Distributed Template Library (DTL)

DTL is a C++20 header-only template library providing STL-inspired abstractions for distributed and heterogeneous computing. It uses policy-based design with C++20 concepts to enable portable code across CPUs, GPUs, and multi-node systems.

Current Version: 0.1.0-alpha.1 Status: alpha pre-release

New to DTL? Start with the README for a quick overview and installation guide.



Key Design Philosophy

DTL does not pretend distribution is transparent. Remote access is “syntactically loud” via remote_ref<T> (no implicit T& conversions), and communication costs are explicit in the API.

Core Principles

  1. STL familiarity where honest - Local views and iterators align with STL expectations

  2. Explicit distribution - Ownership, partitioning, and communication are first-class concepts

  3. HPC-first architecture - Compile-time binding and thin wrappers by default

  4. Orthogonal policy system - Partition, placement, execution, consistency, and error policies are independent axes

  5. Segmented iteration - The primary performance substrate for distributed algorithms


Documentation Structure

For New Users

Start with the Getting Started Guide to build DTL and run your first distributed program.

User Guide

The User Guide covers day-to-day usage of DTL:

  • Environment - Backend lifecycle and context creation

  • Containers - distributed_vector, distributed_array, distributed_span, distributed_tensor, distributed_map

  • Views - local_view, global_view, segmented_view, remote_ref

  • Policies - Partition, placement, execution, consistency, error

  • Algorithms - for_each, transform, reduce, scan, sort

  • Error Handling - Result-based vs throwing patterns

  • Language Bindings - C, Python, and Fortran bindings

Language Bindings

DTL supports multiple programming languages:

Migration Guide

  • From STL - Mapping STL patterns to DTL equivalents

Backend Guide

For backend developers and advanced users:

Reference Documentation


Quick Example

#include <dtl/dtl.hpp>
#include <iostream>

int main() {
    // Create a distributed vector (standalone mode, no MPI required)
    dtl::distributed_vector<int> vec(100, /*num_ranks=*/1, /*my_rank=*/0);

    // Fill with values using local view (STL-compatible, no communication)
    auto local = vec.local_view();
    for (dtl::size_type i = 0; i < local.size(); ++i) {
        local[i] = static_cast<int>(i);
    }

    // Use DTL's for_each algorithm
    dtl::for_each(vec, [](int& x) { x = x * x; });

    // Local reduce (no MPI communication needed in single-rank mode)
    int sum = dtl::local_reduce(vec, 0, std::plus<>{});
    std::cout << "Sum of squares: " << sum << "\n";

    return 0;
}

Alpha Limitations

The following features are planned for future releases:

  • distributed_vector::redistribute() runtime partition changes

  • remote_ref cross-rank get/put operations

  • Network topology multi-host discovery

  • Distributed map binding surface (C++ core available, bindings deferred)

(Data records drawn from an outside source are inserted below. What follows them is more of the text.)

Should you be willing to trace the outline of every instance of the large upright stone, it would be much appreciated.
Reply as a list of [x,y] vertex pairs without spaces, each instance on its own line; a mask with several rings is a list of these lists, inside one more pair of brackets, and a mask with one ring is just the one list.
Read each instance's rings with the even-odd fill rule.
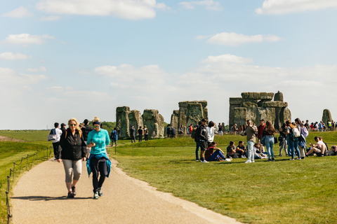
[[[133,110],[128,113],[128,130],[131,126],[135,126],[136,130],[138,130],[139,127],[144,127],[143,125],[143,118],[140,111],[137,110]],[[138,135],[138,132],[136,133]]]
[[328,125],[328,120],[331,121],[332,118],[331,118],[331,113],[330,113],[330,111],[328,109],[324,109],[323,111],[323,115],[322,117],[322,121],[323,121],[325,124],[325,125]]
[[274,96],[274,101],[279,101],[283,102],[283,93],[279,91],[277,91]]
[[178,130],[179,125],[179,110],[174,110],[171,115],[171,126]]
[[202,104],[199,103],[189,103],[187,104],[187,113],[186,114],[186,122],[193,126],[204,118],[204,110]]
[[119,106],[116,108],[116,128],[119,130],[119,137],[129,137],[128,131],[128,114],[130,113],[130,107]]
[[158,110],[145,109],[143,123],[149,130],[149,137],[164,136],[164,117],[159,113]]

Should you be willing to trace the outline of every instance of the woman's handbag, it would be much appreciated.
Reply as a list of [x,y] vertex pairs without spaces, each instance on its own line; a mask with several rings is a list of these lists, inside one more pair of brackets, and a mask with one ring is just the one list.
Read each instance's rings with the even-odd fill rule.
[[56,140],[56,132],[55,129],[52,129],[51,133],[48,136],[48,141],[55,141]]

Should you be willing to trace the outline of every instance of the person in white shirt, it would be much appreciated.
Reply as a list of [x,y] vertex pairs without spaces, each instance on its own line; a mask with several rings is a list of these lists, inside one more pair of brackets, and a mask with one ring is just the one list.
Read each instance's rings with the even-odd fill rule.
[[[58,123],[55,122],[54,124],[55,128],[52,129],[51,131],[51,134],[55,134],[56,138],[53,140],[53,148],[54,149],[54,156],[55,155],[58,155],[59,147],[60,147],[60,139],[62,135],[62,130],[58,128]],[[56,159],[54,159],[55,160]]]
[[305,155],[308,156],[308,155],[315,153],[317,155],[324,156],[324,152],[326,150],[325,144],[322,139],[319,139],[319,137],[317,136],[315,137],[315,141],[317,142],[317,144],[313,145],[310,143],[311,149],[305,154]]
[[211,143],[214,141],[214,122],[213,121],[209,122],[206,132],[207,132],[207,147],[209,147]]

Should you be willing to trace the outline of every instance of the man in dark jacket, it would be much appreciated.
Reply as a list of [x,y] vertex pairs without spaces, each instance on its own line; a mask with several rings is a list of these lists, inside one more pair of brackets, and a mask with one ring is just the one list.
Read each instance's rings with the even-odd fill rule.
[[202,118],[201,125],[197,129],[194,141],[197,143],[197,147],[200,147],[200,160],[201,162],[209,162],[204,158],[204,153],[206,150],[206,143],[207,142],[207,132],[206,131],[206,122],[207,120]]
[[[81,128],[81,130],[82,131],[82,134],[83,134],[83,138],[84,139],[84,141],[86,142],[86,140],[88,139],[88,134],[89,134],[90,132],[93,130],[91,127],[90,127],[88,123],[89,121],[88,119],[84,120],[83,122],[84,123],[84,125]],[[86,158],[88,158],[89,157],[90,154],[90,150],[91,148],[86,147]]]

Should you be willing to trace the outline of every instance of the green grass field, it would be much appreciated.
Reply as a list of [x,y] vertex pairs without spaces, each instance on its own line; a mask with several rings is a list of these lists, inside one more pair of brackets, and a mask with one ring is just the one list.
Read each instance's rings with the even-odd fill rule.
[[[10,133],[6,134],[11,136]],[[337,144],[337,132],[312,132],[307,138],[308,146],[314,142],[316,135],[322,136],[329,146]],[[25,134],[20,138],[29,141],[23,144],[34,142]],[[37,136],[32,138],[40,142]],[[246,138],[241,136],[216,136],[215,140],[223,150],[230,141],[236,144],[239,140],[246,142]],[[275,162],[260,160],[253,164],[245,164],[245,159],[239,158],[232,162],[205,164],[195,162],[195,143],[190,137],[150,139],[132,144],[123,140],[118,144],[116,155],[114,147],[109,148],[110,157],[118,160],[119,167],[130,176],[239,221],[337,223],[337,192],[334,190],[337,156],[309,157],[295,161],[276,156]],[[45,147],[45,144],[40,146]],[[279,154],[279,148],[275,144],[275,155]],[[13,152],[17,158],[20,153]],[[0,166],[12,160],[4,158],[2,153],[0,155]],[[1,179],[8,175],[6,169],[9,172],[9,168],[4,168]],[[2,203],[4,197],[1,198]]]

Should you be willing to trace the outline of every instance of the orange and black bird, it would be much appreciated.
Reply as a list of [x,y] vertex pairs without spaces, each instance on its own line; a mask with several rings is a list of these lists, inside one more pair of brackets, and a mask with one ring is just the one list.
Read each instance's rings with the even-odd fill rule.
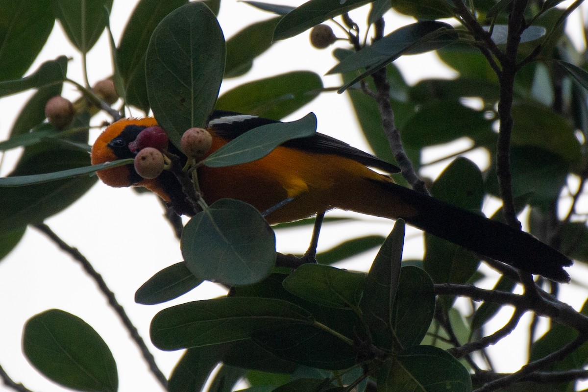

  • Remote/RPC binding surface (deferred)


Supported Backends

Backend

Status

Description

CPU (host_only)

Complete

Single-node, CPU-only execution

MPI

Complete

Multi-node distributed execution

MPI RMA

Complete

One-sided remote memory access

CUDA

Experimental

GPU acceleration (NVIDIA)

HIP

Experimental

GPU acceleration (AMD)

NCCL

Experimental

GPU collective communication

CUDA Placement Policies

DTL provides transparent GPU memory management through placement policies:

// GPU-resident data on device 0
dtl::distributed_vector<float, dtl::device_only<0>> gpu_vec0(N, 1, 0);

// GPU-resident data on device 1 (different type, different device)
dtl::distributed_vector<float, dtl::device_only<1>> gpu_vec1(N, 1, 0);

// Each container carries device affinity
assert(gpu_vec0.device_id() == 0);
assert(gpu_vec1.device_id() == 1);

// Unified memory (host+device accessible)
dtl::distributed_vector<float, dtl::unified_memory> unified_vec(N, 1, 0);
auto local = unified_vec.local_view();  // Direct host access
local[0] = 42.0f;  // Write from host
transform_kernel<<<grid, block>>>(unified_vec.local_data(), n);  // Use on GPU

// GPU with host fallback (uses device if CUDA enabled, host otherwise)
dtl::distributed_vector<float, dtl::device_preferred> vec(N, 1, 0);

Device Selection: Allocations for device_only<N> are scoped to device N using RAII device guards. The caller’s current CUDA context device is preserved across container construction and destruction.

See examples/gpu/ for complete GPU examples.


Requirements

  • C++ Standard: C++20

  • Compilers: GCC 11+, Clang 15+, MSVC 19.29+

  • Optional: MPI (OpenMPI, MPICH), CUDA 11.4+

See Getting Started for detailed build instructions.